Building autonomous agents that respond in near real-time is a challenge. When we launched our first version, average round-trip latency was hovering around 3.4 seconds. This was acceptable for asynchronous tasks but jarring for chat interfaces.
This post details how we identified bottlenecks and re-architected our event loop to bring latency down to sub-800ms.
The Latency Problem
Our initial diagnostics showed that the LLM inference itself was only responsible for 40% of the delay. The remaining 60% was overhead:
- Serial tool execution
- Redundant context loading
- Database round-trips for session state
Architecture Changes
We moved from a serial execution model to a speculative parallel execution model. Instead of waiting for the LLM to request a tool, we now start pre-fetching relevant context based on the user's intent classification.
Code Optimization
Here is a simplified example of how we parallelize the context gathering using standard Javascript Promises.
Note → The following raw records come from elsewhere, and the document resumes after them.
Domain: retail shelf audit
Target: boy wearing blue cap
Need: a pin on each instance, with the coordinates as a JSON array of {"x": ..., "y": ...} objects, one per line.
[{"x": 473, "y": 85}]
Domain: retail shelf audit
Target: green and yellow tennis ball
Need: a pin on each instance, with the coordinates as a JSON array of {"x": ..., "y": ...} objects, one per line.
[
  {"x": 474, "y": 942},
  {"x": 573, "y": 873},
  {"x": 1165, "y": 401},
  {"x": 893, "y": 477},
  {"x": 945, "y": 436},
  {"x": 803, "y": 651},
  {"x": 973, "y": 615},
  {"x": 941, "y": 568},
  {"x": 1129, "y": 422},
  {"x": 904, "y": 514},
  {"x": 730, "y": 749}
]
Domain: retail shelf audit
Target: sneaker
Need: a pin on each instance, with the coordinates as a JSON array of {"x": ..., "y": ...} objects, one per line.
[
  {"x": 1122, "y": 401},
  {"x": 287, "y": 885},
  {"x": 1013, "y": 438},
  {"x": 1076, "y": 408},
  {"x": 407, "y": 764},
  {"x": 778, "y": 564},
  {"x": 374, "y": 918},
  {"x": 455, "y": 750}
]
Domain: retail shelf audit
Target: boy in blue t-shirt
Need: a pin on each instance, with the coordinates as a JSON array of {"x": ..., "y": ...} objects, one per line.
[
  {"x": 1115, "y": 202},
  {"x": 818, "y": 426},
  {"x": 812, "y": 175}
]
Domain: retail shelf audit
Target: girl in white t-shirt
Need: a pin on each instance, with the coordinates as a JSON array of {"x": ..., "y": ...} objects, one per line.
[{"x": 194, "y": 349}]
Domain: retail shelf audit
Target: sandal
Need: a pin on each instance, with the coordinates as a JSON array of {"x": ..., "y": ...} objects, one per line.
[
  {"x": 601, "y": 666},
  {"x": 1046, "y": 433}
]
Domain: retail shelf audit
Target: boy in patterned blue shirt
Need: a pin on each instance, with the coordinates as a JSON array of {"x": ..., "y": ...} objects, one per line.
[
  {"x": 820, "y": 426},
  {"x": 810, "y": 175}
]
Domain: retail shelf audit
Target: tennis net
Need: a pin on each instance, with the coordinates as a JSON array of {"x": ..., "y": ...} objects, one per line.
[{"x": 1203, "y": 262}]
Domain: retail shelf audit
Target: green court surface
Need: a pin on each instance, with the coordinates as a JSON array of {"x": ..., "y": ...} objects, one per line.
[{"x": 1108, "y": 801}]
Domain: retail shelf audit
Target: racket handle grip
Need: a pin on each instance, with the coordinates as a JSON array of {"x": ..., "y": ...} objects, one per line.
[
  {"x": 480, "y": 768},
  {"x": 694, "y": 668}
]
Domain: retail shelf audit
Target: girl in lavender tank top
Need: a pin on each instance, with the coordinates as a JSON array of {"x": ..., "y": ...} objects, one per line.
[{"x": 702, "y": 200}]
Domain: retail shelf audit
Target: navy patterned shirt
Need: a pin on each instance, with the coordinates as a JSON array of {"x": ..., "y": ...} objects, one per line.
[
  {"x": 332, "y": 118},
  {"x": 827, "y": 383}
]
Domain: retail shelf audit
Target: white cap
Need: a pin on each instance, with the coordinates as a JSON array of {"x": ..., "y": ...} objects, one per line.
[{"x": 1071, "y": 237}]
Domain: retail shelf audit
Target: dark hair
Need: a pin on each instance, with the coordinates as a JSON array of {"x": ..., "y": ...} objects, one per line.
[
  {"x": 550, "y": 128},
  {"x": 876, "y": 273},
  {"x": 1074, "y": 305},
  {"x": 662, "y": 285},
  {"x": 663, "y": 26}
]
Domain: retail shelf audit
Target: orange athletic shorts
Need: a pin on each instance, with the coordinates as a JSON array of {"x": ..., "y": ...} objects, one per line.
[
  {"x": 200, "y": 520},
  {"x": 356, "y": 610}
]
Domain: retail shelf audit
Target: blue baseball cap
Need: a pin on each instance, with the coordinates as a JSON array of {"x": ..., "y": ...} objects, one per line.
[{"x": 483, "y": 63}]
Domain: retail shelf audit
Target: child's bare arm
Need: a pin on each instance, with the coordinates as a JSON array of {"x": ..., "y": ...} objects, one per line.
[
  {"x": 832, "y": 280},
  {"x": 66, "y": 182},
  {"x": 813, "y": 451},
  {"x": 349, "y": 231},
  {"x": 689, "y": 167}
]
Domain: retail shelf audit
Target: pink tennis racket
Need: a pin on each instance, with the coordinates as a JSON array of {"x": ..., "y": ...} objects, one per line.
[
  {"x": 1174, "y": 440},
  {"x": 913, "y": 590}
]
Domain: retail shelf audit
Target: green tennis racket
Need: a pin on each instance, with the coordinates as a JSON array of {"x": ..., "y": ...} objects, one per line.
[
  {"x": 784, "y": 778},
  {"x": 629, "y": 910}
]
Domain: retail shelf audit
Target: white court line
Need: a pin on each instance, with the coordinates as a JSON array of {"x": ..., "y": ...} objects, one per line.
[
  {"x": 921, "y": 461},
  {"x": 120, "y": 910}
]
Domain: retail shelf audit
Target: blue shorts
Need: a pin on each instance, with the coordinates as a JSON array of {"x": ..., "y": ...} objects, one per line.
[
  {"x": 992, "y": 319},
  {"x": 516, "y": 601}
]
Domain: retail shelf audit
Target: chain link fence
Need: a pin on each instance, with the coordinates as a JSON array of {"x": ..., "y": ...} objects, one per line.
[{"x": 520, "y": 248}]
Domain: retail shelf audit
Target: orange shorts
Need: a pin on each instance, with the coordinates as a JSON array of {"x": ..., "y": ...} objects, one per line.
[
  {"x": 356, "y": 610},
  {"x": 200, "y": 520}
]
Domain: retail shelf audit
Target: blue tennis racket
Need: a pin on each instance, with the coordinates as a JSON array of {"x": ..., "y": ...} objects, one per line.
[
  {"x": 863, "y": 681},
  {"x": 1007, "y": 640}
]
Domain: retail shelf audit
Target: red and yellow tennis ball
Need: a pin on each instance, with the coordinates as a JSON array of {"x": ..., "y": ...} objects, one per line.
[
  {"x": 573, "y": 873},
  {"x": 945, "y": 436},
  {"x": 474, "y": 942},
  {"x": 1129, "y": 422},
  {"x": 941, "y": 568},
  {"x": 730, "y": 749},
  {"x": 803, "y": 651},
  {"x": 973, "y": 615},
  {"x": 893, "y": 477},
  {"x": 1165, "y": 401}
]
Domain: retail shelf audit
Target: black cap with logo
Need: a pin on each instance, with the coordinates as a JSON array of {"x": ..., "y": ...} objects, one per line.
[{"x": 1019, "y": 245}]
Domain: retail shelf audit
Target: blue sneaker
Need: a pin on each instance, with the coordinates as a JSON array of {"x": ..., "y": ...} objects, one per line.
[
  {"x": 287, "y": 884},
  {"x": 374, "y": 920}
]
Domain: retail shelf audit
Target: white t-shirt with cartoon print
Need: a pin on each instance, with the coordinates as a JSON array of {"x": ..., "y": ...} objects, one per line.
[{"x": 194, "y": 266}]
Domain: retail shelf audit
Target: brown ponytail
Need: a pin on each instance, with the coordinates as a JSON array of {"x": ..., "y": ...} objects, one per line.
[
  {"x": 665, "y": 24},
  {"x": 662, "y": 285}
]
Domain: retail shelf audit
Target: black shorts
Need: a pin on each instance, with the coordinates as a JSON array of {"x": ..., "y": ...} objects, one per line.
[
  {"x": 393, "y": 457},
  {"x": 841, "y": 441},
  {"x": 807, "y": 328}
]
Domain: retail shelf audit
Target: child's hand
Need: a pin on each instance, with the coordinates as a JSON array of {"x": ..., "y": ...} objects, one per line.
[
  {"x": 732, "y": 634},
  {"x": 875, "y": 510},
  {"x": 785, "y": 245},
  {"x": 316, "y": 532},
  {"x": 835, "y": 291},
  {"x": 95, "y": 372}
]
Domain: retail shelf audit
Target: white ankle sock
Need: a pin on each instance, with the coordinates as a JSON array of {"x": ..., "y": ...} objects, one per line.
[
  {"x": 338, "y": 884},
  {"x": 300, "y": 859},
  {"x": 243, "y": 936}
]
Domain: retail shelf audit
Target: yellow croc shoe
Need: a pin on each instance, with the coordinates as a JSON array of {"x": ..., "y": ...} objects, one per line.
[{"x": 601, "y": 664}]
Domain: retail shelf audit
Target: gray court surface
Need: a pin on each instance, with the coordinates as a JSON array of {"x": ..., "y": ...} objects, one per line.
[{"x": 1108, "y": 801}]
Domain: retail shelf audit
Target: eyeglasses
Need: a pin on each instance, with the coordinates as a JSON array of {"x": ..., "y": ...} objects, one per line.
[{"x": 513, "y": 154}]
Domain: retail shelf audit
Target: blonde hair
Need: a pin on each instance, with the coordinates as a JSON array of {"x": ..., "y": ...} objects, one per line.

async function handleUserMessage(message) {
// Old Serial Way
// const user = await db.getUser(message.userId);
// const history = await db.getHistory(message.sessionId);
// const context = await vecDB.search(message.content);
// New Parallel Way
const [user, history, context] = await Promise.all([
db.getUser(message.userId),
db.getHistory(message.sessionId),
vecDB.search(message.content)
]);
return generateResponse({ user, history, context, message });
}
This simple change saved us approximately 400ms per request.
Results
After deploying these changes, along with moving our vector database to the edge, we observed a significant improvement in P99 latency.
We are continuing to optimize our stack. Next up: experimenting with smaller, specialized models for routing to further reduce inference costs and time.